If you have been reading our past posts, you know that we are very concerned that if we stay on the path of ever escalating property taxes, we will price seniors and those living on fixed incomes out of their homes. We have wondered if we could eliminate the property taxes for those 65 years of age or older and for those on other forms of fixed incomes.
To that end, we were doing some research on-line and found a very interesting website that dealt with property taxes as a funding mechanism for public schools.
Take a look at the following answer to the question: Will States ever eliminate the use of property taxes for school funding?
“The property tax has incredible staying power.
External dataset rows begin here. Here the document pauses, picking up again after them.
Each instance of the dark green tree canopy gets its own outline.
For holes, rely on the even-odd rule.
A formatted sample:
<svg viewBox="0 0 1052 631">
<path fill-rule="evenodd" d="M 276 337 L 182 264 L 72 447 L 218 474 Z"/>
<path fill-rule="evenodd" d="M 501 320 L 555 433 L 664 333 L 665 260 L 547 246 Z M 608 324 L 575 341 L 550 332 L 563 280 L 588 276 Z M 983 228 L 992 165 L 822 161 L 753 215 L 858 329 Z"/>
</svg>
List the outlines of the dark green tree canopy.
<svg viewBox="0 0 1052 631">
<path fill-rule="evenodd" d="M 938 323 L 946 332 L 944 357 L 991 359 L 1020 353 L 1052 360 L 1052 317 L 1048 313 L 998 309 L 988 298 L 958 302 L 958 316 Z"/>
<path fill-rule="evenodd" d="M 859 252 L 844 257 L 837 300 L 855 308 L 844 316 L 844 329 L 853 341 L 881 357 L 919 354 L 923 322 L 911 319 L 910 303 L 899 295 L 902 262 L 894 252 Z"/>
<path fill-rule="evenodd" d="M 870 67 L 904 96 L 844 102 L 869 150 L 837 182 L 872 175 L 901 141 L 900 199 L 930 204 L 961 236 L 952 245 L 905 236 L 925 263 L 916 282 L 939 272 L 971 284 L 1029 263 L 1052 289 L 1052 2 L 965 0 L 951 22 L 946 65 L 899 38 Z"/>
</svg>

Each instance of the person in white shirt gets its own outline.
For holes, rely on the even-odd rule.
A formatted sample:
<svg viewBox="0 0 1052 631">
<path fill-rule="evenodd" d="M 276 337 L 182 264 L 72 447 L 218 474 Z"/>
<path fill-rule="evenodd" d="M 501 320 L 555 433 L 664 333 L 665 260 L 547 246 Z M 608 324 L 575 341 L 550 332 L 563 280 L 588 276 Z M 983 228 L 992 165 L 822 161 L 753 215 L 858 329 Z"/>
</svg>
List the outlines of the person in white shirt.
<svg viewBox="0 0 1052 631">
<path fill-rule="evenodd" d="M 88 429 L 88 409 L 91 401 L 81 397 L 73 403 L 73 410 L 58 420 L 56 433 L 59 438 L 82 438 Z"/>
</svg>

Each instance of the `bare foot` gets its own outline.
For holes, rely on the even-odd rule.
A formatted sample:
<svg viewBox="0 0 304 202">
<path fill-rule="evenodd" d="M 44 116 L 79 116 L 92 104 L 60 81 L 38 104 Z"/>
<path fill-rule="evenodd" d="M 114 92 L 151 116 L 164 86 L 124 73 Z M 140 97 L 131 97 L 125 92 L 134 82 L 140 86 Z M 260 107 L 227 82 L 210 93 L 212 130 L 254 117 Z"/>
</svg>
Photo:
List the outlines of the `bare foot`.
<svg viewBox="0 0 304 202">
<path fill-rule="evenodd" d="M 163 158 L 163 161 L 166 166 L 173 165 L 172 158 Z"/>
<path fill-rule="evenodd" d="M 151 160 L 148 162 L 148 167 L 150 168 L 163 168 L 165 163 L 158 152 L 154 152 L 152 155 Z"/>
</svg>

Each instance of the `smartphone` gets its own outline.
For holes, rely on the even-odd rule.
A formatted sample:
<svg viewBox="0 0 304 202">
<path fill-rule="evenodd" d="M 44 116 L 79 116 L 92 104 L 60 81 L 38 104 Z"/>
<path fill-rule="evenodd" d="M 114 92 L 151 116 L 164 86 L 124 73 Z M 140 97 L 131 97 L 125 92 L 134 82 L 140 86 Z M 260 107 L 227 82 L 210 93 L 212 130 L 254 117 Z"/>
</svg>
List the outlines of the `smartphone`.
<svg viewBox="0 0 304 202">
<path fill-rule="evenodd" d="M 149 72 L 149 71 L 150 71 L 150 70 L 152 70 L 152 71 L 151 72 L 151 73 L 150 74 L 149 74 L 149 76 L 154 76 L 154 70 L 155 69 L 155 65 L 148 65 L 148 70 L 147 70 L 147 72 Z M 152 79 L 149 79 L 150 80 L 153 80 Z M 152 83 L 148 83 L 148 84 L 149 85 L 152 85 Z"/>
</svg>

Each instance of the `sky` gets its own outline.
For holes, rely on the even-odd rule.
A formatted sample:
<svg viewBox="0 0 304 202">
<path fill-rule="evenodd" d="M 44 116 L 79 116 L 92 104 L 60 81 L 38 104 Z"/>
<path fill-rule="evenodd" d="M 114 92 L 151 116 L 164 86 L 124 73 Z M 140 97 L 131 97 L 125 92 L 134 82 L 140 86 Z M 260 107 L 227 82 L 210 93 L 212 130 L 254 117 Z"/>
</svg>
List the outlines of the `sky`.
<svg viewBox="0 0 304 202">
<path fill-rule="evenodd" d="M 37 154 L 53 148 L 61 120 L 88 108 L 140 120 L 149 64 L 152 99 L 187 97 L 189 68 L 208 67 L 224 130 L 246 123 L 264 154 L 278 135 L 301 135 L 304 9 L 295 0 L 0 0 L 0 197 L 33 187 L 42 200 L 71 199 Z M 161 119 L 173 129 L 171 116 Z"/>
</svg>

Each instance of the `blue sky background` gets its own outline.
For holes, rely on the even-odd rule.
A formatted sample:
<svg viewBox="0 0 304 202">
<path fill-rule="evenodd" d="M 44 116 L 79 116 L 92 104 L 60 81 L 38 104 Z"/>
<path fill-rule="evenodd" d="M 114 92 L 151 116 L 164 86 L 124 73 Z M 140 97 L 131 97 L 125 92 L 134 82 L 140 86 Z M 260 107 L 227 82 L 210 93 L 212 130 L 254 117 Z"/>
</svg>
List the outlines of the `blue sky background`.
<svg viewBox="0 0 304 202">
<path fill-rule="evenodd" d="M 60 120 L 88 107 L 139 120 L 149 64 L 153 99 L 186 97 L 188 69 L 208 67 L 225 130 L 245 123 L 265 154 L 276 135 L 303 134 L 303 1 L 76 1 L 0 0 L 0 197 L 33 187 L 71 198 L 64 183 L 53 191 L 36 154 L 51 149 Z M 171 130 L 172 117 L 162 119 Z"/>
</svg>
Andrew Reschovsky’s research has demonstrated its resiliency during economic downturns when other taxes (sales, income, for instance) prove to be more volatile. Predictability in revenue collections is a highly sought after feature for state and local policymakers and administrators responsible for setting and implementing school budgets. If a state were to eliminate the property tax, it would have to swap out those revenues for other revenues, likely income, sales or excise taxes, which tend to be far more volatile, and in some instances more regressive, than the property tax. For these reasons, Daphne Kenyon has demonstrated that targeted relief for property taxpayers has been the preferred option for policymakers when tax revolts erupt or when the elimination of the property tax is on the table. (emphasis added by LFC)
For these reasons I don’t see states abolishing, whether at the state or local level, reliance on the property tax.”
LFC Comment: So it appears that our thoughts about eliminating property taxes for those 65 and older may be a real possibility.
I just heard an advertisement for a candidate by the name of Phil Robinson running for the State Representative in House District 6. He is the first, and only candidate from either party that I have heard that says he wants to fix the school funding once and for all. He realizes that the State has put an undue burden on the average middle class citizen. Wow, finally somebody that is worried about school taxes.